Manifestement, un grain de sable vient vite perturber de gros efforts de communication, je le reconnais.
En lançant ce blog — initiative fort nouvelle dans le cadre de la communication du Recteur avec l’ensemble de la communauté universitaire si on en juge par les pratiques ou l’absence de pratiques du passé —, je pensais aplanir ce genre de malentendus, en permettant un dialogue direct.
Certes, le 7 décembre dernier je me trouvais à l’étranger, malheureusement, et le contact n’a pu être établi.

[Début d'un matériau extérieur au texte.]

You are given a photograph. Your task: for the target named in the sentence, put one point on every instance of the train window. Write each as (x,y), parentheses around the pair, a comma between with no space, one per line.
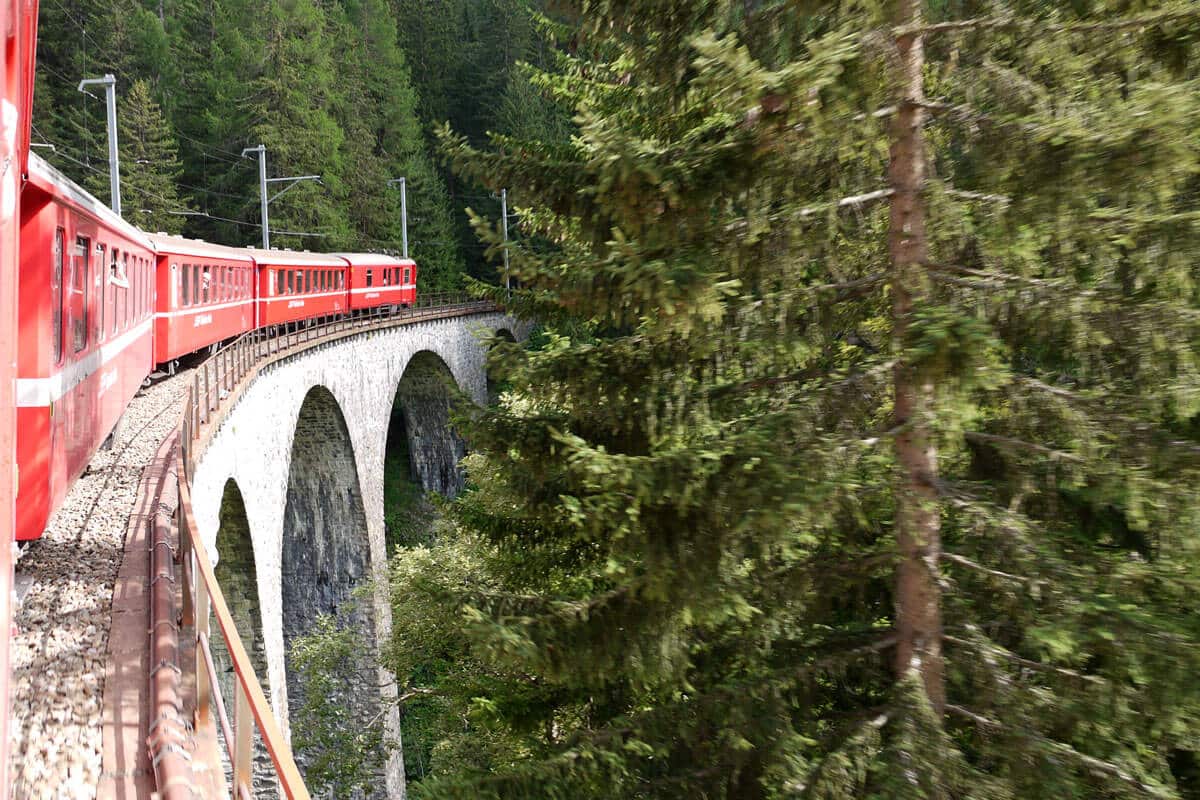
(126,293)
(114,274)
(79,284)
(99,334)
(57,294)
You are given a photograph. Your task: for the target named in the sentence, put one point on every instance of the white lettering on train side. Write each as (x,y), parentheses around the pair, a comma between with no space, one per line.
(107,380)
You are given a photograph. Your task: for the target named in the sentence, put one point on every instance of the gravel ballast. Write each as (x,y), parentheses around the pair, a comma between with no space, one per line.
(60,648)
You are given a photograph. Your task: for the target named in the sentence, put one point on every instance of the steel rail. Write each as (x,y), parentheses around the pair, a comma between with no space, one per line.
(216,388)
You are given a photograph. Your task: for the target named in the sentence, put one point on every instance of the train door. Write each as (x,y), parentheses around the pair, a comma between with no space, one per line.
(75,407)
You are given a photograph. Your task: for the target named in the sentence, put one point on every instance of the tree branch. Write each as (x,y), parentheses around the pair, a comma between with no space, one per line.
(1091,762)
(1020,444)
(995,649)
(856,200)
(972,565)
(1018,23)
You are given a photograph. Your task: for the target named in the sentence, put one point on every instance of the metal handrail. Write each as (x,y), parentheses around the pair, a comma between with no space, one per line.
(220,378)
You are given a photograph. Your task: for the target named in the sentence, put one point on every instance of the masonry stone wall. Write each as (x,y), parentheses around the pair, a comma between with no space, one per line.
(255,447)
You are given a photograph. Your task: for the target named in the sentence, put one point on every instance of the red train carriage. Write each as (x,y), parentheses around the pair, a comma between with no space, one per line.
(381,281)
(87,338)
(205,295)
(299,286)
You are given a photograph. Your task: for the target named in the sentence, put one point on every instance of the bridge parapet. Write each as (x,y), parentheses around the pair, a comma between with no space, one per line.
(181,617)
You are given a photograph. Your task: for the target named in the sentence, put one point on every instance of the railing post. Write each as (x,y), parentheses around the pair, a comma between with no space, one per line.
(186,573)
(204,687)
(244,738)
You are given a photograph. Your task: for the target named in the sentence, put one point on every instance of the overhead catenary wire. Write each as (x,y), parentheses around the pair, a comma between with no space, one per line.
(205,149)
(186,212)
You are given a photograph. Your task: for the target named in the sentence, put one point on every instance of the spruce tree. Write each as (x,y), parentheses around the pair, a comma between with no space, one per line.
(378,110)
(859,457)
(149,163)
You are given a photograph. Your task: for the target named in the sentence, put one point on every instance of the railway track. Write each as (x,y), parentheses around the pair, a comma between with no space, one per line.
(65,590)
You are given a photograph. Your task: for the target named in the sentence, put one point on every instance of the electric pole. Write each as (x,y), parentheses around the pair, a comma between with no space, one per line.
(262,190)
(504,228)
(114,160)
(263,180)
(403,211)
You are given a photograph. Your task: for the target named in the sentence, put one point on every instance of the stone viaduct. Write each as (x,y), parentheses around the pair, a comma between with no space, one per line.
(292,485)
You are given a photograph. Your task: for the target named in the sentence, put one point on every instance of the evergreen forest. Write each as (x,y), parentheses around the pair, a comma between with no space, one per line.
(351,91)
(856,449)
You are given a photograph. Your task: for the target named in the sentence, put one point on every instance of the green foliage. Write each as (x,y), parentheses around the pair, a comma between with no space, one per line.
(678,570)
(341,753)
(149,163)
(325,86)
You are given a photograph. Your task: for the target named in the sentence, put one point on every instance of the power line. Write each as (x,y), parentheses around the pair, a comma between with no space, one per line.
(233,160)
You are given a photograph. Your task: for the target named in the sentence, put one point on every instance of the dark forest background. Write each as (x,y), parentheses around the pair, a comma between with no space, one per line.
(348,90)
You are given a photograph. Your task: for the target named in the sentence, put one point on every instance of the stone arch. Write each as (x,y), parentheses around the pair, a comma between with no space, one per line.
(325,552)
(237,573)
(495,385)
(421,407)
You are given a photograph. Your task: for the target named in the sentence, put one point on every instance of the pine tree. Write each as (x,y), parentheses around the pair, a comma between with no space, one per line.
(859,458)
(149,163)
(384,140)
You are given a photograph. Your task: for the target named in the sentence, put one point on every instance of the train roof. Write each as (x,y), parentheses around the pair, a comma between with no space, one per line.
(376,259)
(293,258)
(54,182)
(171,244)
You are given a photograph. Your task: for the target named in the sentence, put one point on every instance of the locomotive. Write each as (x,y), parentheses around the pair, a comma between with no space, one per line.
(103,305)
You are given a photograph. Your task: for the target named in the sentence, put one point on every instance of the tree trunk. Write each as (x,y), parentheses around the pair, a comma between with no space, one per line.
(917,517)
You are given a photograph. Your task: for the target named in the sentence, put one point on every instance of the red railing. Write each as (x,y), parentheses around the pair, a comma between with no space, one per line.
(215,388)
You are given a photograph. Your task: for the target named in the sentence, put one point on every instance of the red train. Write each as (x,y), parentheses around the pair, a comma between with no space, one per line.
(103,304)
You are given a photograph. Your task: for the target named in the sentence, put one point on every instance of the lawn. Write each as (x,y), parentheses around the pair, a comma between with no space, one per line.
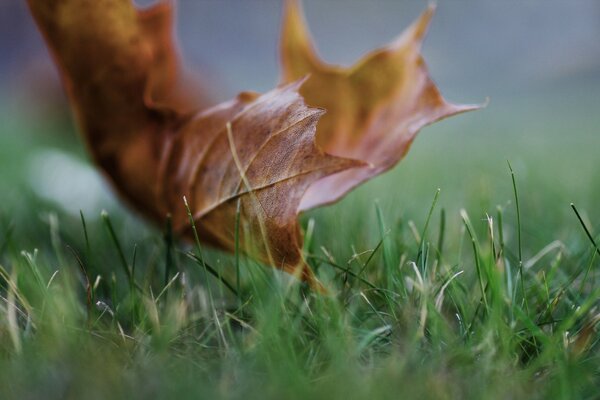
(447,279)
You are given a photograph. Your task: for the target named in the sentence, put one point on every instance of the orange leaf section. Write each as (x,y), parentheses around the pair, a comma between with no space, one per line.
(374,108)
(256,150)
(124,80)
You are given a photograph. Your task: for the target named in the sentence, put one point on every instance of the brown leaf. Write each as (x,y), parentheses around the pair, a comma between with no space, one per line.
(265,158)
(122,72)
(374,108)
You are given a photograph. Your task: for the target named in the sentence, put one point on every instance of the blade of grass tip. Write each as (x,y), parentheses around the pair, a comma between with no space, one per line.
(387,256)
(587,231)
(505,262)
(471,233)
(333,264)
(424,231)
(213,272)
(168,240)
(238,210)
(133,260)
(520,247)
(89,290)
(373,252)
(440,245)
(200,255)
(85,235)
(117,244)
(55,238)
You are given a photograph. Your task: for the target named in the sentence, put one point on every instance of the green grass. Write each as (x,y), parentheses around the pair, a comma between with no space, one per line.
(482,289)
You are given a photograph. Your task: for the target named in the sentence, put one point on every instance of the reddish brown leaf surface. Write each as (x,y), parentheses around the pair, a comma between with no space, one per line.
(374,108)
(123,76)
(257,153)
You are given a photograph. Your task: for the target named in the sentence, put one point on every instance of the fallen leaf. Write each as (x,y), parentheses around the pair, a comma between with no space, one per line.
(122,72)
(374,108)
(257,153)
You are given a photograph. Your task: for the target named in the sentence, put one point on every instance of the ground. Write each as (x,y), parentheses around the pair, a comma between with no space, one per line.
(442,284)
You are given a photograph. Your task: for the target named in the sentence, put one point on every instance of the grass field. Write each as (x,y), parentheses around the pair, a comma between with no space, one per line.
(461,292)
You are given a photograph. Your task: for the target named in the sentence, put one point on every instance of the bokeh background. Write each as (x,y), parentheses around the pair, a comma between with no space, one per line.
(538,63)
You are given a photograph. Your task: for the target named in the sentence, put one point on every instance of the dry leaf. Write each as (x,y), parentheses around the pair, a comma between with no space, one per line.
(122,72)
(257,153)
(374,108)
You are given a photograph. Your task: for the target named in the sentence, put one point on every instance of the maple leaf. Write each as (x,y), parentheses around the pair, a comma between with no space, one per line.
(256,156)
(374,108)
(156,146)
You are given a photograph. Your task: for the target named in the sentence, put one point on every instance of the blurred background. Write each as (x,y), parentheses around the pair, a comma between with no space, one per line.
(538,62)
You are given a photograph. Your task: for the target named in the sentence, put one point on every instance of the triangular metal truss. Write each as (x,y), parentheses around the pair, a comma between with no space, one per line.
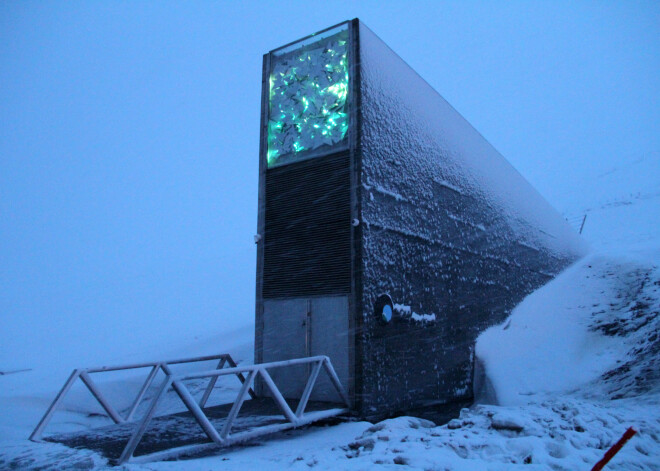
(226,366)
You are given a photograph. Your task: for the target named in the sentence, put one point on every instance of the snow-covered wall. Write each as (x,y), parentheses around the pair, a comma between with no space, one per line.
(450,230)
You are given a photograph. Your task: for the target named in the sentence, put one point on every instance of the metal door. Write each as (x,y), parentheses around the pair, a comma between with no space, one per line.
(295,328)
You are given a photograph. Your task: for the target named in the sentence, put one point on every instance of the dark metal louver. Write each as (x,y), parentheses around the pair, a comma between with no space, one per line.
(307,235)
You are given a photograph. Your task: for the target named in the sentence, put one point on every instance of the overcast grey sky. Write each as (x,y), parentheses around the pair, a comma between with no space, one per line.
(129,138)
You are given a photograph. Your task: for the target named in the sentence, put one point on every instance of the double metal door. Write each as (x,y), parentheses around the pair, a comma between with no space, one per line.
(303,327)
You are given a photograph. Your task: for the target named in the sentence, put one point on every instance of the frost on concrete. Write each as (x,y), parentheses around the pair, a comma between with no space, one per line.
(450,229)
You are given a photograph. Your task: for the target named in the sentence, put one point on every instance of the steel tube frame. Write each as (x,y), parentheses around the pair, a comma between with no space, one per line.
(84,375)
(176,382)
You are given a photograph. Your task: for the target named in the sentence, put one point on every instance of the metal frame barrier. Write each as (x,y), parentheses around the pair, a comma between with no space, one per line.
(175,381)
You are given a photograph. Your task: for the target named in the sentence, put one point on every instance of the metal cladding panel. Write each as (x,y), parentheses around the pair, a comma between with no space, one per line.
(307,234)
(450,231)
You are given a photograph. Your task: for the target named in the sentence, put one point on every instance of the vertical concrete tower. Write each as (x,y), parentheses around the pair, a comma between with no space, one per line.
(391,233)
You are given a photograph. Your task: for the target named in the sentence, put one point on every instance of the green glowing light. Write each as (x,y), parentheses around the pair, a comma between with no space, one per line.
(308,95)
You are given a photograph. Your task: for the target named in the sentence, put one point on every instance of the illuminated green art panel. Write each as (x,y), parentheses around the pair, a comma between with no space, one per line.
(308,106)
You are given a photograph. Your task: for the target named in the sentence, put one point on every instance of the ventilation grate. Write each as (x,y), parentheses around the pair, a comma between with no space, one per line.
(307,228)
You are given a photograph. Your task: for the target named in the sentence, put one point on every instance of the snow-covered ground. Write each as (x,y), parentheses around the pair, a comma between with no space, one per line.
(576,364)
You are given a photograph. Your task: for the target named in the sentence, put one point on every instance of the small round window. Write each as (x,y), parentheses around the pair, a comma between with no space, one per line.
(384,308)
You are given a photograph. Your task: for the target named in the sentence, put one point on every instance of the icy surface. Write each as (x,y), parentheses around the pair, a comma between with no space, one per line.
(605,307)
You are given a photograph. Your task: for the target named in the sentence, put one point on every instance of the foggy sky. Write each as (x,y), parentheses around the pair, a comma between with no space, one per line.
(129,140)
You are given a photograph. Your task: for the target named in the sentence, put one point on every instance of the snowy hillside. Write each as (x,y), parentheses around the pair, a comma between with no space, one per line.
(576,364)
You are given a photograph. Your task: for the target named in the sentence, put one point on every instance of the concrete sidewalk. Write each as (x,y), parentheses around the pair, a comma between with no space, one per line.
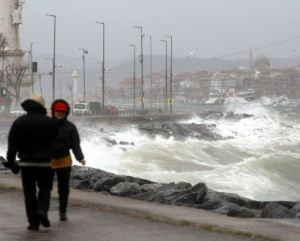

Autant je comprends l’émoi, autant j’essaie d’être à l’écoute. Un courriel ou un commentaire sur le blog auraient pu éclaircir immédiatement la situation en l’occurrence et éviter de lancer dans la presse des bruits non vérifiés. Une mauvaise nouvelle comme celle-là cause beaucoup plus de tort à notre institution, surtout quand elle paraît au niveau national, que d’immenses efforts quotidiens au fil des années dans le domaine de l’enseignement et de la recherche ne peuvent lui faire de bien.
Mais regardons, comme vous le faites et c’est fort bien, le bon côté des choses: je reconnais avoir “mis le paquet” sur la réfutation de cette annonce dans la presse. Beaucoup plus d’articles positifs sont sortis entre le billet de dimanche et le Conseil de mercredi, et plusieurs journaux ont remis le couvert après le Conseil, pour confirmer les bonnes nouvelles et donner des échos élogieux du budget 2006 de l’ULg et des mesures de développement prises en C.A.
Comme vous, je me félicite du dénouement de cette histoire qui doit nous servir de leçon sur notre communication interne, toujours difficile, mais qui pourrait s’améliorer encore beaucoup, sur une confiance réciproque que nous devons construire en toute sérénité, et sur notre solidarité à tous vis-à-vis de l’avenir et de la qualité de notre Université.